THE SKY TRAVELLER AT DIMBOLA.

Dubbed the Sky Traveller a pioneering aerial photographer is the subject of the latest exhibition at Dimbola, Freshwater Bay and the gallery is delighted to host the first major retrospective exhibition of the work of Captain Alfred G Buckham.

Creating spectacular images in the face of technical and physical adversity the madcap daredevil Captain Alfred G Buckham (1879-1956) was the foremost aerial photographer of his day. Between 1908 to the early 1930s Buckham risked life and limb to create aerial portraits that are awe-inspiring, poetic and works of technical brilliance.

Alfred Buckham was courageous, almost recklessly so, insecurely squeezed with his large plate camera into a flimsy aircraft taking photographs nobody before had even dared. He survived nine crashes but the last crash he endured left him virtually speechless.

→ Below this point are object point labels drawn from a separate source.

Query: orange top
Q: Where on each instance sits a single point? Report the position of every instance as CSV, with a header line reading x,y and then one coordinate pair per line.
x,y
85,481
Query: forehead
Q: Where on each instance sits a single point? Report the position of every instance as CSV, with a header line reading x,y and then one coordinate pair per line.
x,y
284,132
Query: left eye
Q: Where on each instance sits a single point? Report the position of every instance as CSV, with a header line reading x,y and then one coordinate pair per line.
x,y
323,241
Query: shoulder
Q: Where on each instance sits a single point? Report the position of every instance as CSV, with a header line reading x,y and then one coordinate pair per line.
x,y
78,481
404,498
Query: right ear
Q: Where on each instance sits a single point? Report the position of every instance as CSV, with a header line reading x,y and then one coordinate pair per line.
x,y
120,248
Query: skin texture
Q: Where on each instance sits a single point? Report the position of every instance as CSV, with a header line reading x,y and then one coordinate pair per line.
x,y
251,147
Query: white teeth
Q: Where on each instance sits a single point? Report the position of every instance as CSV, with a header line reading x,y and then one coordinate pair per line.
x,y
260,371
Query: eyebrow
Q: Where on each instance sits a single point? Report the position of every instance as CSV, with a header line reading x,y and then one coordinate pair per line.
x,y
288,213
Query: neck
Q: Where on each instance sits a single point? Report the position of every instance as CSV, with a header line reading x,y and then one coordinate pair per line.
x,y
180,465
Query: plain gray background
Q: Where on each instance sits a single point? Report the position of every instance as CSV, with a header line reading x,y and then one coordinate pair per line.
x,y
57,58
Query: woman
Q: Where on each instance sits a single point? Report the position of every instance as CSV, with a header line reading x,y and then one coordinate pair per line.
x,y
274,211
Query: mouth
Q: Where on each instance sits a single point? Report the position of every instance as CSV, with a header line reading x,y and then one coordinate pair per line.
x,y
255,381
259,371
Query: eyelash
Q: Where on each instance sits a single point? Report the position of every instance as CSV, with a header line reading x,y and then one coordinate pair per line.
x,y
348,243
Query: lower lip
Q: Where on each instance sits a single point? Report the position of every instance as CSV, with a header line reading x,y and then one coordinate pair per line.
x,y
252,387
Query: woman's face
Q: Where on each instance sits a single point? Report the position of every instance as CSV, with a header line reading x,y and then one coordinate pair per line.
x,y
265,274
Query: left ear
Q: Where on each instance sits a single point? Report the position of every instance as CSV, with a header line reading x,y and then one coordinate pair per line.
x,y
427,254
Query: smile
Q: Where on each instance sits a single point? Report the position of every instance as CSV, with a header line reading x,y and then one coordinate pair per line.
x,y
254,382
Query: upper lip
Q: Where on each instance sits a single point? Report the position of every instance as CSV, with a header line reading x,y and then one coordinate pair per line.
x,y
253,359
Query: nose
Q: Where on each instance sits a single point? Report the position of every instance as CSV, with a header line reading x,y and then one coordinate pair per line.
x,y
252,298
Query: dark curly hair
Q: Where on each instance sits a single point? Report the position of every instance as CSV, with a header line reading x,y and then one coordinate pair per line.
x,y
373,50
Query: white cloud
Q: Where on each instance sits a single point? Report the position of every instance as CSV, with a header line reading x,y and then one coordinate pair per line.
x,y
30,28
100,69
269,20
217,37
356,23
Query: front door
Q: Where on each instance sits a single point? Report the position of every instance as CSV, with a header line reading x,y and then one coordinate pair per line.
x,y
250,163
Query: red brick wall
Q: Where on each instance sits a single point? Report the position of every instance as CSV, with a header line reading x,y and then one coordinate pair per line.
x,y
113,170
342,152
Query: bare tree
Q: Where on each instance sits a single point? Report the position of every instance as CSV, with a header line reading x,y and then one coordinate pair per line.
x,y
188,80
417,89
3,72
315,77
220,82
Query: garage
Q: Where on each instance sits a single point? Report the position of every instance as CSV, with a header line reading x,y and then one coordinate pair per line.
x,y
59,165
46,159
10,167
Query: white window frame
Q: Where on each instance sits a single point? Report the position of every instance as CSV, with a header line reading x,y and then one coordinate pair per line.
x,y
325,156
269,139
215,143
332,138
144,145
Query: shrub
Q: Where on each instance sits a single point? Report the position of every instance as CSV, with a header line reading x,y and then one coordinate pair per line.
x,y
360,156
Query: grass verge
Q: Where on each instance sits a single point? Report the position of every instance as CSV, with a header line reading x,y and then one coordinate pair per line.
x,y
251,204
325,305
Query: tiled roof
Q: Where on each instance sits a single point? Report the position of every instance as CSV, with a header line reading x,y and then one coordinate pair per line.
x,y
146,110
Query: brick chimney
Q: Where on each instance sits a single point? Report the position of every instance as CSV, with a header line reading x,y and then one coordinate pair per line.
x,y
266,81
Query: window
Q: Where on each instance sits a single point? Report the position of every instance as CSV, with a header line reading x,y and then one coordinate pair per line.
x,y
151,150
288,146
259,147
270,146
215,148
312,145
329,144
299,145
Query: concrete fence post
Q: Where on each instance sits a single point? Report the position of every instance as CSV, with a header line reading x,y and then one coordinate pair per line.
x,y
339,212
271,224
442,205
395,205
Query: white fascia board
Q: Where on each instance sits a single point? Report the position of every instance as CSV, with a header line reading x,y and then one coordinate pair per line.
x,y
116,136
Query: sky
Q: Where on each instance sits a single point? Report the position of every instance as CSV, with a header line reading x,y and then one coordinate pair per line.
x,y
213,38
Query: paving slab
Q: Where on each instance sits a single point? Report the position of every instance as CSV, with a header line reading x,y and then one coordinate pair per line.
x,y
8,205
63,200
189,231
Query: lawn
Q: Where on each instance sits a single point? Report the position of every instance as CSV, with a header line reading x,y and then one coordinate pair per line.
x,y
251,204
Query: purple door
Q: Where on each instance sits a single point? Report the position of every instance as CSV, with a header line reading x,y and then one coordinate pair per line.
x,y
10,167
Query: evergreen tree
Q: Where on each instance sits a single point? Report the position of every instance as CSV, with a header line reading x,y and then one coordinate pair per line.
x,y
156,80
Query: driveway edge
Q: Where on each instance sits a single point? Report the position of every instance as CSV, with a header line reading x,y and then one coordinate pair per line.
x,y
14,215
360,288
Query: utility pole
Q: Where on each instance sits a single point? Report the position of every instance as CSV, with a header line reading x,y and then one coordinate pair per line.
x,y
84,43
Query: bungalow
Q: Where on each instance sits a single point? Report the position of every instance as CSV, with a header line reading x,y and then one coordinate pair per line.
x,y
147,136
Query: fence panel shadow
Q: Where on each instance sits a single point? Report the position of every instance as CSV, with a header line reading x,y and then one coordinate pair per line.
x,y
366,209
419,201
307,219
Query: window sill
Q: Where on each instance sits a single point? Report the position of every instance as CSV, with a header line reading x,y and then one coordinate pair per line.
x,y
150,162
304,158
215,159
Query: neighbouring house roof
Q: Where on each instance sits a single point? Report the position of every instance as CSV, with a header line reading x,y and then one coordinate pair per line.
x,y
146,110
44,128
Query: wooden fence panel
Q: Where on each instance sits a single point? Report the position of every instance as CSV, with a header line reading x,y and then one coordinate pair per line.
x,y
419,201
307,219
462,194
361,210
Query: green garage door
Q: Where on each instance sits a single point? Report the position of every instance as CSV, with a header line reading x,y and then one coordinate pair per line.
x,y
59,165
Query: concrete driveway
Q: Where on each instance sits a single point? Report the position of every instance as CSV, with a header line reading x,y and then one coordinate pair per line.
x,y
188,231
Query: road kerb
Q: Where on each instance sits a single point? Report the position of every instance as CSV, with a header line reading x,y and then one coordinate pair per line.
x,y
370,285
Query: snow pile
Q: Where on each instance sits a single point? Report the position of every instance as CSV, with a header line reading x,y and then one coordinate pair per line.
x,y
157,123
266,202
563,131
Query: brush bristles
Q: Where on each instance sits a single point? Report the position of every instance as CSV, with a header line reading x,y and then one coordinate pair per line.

At the opening of the exhibition his grandson Richard Buckham, who had travelled to the Island for the event and who was born a year after his grandfather’s death, spoke of his grandfather’s bravery and explained some of Alfred’s techniques.

Richard Buckham alongside a photo of his grandfather.

Before the exhibition was declared open, Dr Brian Hinton- Chairman- said. “Alfred’s glistening images are things of rare beauty.”

Examples of the photographs include the Forth Bridge, Oxford, Durham, Windsor Castle and Guanabara Bay/Sugar Loaf in Rio de Janeiro, Brazil.

Alfred Buckham was a one-off. His first ambition was to be a painter but after seeing an exhibition by Turner he went home and burnt his own work. Those painter yearnings however did not go up in smoke and they found expression in his aerial photography. During World War 1 he was the first head of aerial reconnaissance for the Royal Navy and later made Captain in the Royal Naval Air Service. However, by 1919 he was discharged as one hundred percent disabled, the result of his nine crashes that left him breathing through a tube in his neck for the rest of his life – but did that stop him soaring to dizzying heights risking loss of consciousness to capture spectacular images with his unwieldly large format camera.

Richard Buckham with his favourite image taken by his grandfather.

This exhibition runs until 16th December 2018.